Is very interesting to me that so many folks believe that you are either smart or you are athletic. It often never occurs to them that you could be both. Of course, as a coordinator for think tank which happens to operate online I know that many people are born with both brains and athletic ability. In fact I happen to be one. It’s hard to say why jocks get such a bad rap when it comes to this, but perhaps it’s because they were busy playing soccer, football, baseball, basketball, volleyball, or running track rather than spending those extra hours learning biology, reading novels, were stuck in a computer lab. Okay so let’s talk shall we?
One thing we seem to do at the college and university level is that we put the jocks who are on the sports teams into easy classes so they can get by, achieve their academic credentials, but still perform at optimum putting in all those extra hours into their sports training instead. There is something that invariably happens to high-performance athletes, especially in certain sports which require an incredible amount of skill, coordination, and fast thinking.

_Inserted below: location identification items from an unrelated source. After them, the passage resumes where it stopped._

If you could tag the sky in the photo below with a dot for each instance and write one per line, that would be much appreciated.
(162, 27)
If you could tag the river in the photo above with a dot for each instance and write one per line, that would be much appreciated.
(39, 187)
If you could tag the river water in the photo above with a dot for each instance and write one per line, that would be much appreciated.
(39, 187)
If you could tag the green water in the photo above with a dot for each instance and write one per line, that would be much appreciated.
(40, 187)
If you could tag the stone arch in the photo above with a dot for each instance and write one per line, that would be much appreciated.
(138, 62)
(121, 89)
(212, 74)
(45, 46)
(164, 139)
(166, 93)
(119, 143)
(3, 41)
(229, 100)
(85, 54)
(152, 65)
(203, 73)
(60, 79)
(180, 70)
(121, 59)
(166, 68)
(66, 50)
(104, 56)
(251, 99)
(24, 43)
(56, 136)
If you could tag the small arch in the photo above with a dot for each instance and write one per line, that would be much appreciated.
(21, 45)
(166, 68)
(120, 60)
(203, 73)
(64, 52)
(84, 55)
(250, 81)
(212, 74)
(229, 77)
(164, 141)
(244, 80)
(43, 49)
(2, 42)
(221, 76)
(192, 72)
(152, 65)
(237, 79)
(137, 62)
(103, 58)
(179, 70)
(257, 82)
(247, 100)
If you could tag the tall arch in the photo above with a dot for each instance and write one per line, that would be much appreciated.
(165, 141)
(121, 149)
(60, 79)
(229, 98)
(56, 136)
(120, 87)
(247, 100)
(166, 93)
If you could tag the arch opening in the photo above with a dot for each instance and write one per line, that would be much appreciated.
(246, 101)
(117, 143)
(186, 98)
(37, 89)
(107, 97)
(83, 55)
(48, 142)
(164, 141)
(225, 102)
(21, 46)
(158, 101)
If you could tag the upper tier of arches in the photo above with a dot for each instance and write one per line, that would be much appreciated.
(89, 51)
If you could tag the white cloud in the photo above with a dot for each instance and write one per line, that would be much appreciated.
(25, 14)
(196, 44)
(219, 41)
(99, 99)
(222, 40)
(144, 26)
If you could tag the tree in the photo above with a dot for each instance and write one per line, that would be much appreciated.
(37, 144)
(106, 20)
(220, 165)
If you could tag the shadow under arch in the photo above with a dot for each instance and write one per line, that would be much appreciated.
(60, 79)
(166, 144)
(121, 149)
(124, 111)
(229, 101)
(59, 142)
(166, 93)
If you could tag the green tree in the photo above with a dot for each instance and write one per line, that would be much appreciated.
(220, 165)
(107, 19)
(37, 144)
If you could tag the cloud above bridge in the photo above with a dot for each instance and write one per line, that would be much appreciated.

It seems as if the human brain with all its plasticity becomes better at whatever it is doing.
Therefore, if you are playing soccer you get very good at ball control, shooting, dribbling, running, stopping, and the battle tactics and strategies used within the game. The same goes for volleyball players at the college level. If you can’t think fast, you cannot set the ball up correctly because you don’t have your hand in the right place, at the right angle, to make all that happened. Everything is happening very quickly, and your mind must do lots of thinking, adjusting, and figure out the trajectory and all the physics of where the ball will go depending on how you hit it.
That’s a lot of information, and tremendous amount of brain processing power. In other words your brain may not be good at reciting Shakespeare, or doing calculus, but what you are doing is taking up just as much bandwidth if not more. Further, it doesn’t mean you couldn’t recite playwright’s words had you wanted to or tried, but if you did try, you’d probably be better at it than non-athletic folks. There was an interesting article in Science Daily Online News recently titled; “Elite Athletes Also Excel at Some Cognitive Tasks,” posted on March 18, 2013 which stated;
“New research suggests that elite athletes — Olympic medalists in volleyball, for example — perform better than the rest of us in yet another way. These athletes excel not only in their sport of choice but also in how fast their brains take in and respond to new information — cognitive abilities that are important on and off the court.”
Interestingly enough, one thing I used to do when I was younger and running track was I would run along the rocks on the sides of mountains, or the breakwater near the beach. I could almost run at a full clip along the rocks always knowing where to put my feet as each rock was a different surface, going a different direction, and a different shape. Running at full speed my mind could process exactly where to put my foot after each step and how I should lean and move to continue forward, weaving and dodging, but never slipping, tripping, or spraining an ankle.
It’s amazing what your mind can do. I noticed the same types of skills were needed when I was racing motorcycles, so none of this surprises me with these volleyball champions. In fact it makes sense. There is an interesting individual named Dean Simonton, a university level psychology professor who’s written many papers on this. He himself was a very talented quarterback during his athletic days, so he knows from first-hand experience too.
We should not forget these athletes, many of them are a lot smarter than we think they are, and although they are not using their minds as much in academics, you’d be quite arrogant to believe that you’re smarter than they are, because they’re pushing more oxygen than you, using more chemicals in their brain than you are, and they are processing information a hell of a lot faster than you ever have. So for all you hot shots of academia, I’ve got one up on you, and so do all these Olympic volleyball players. Please consider all this and think on it.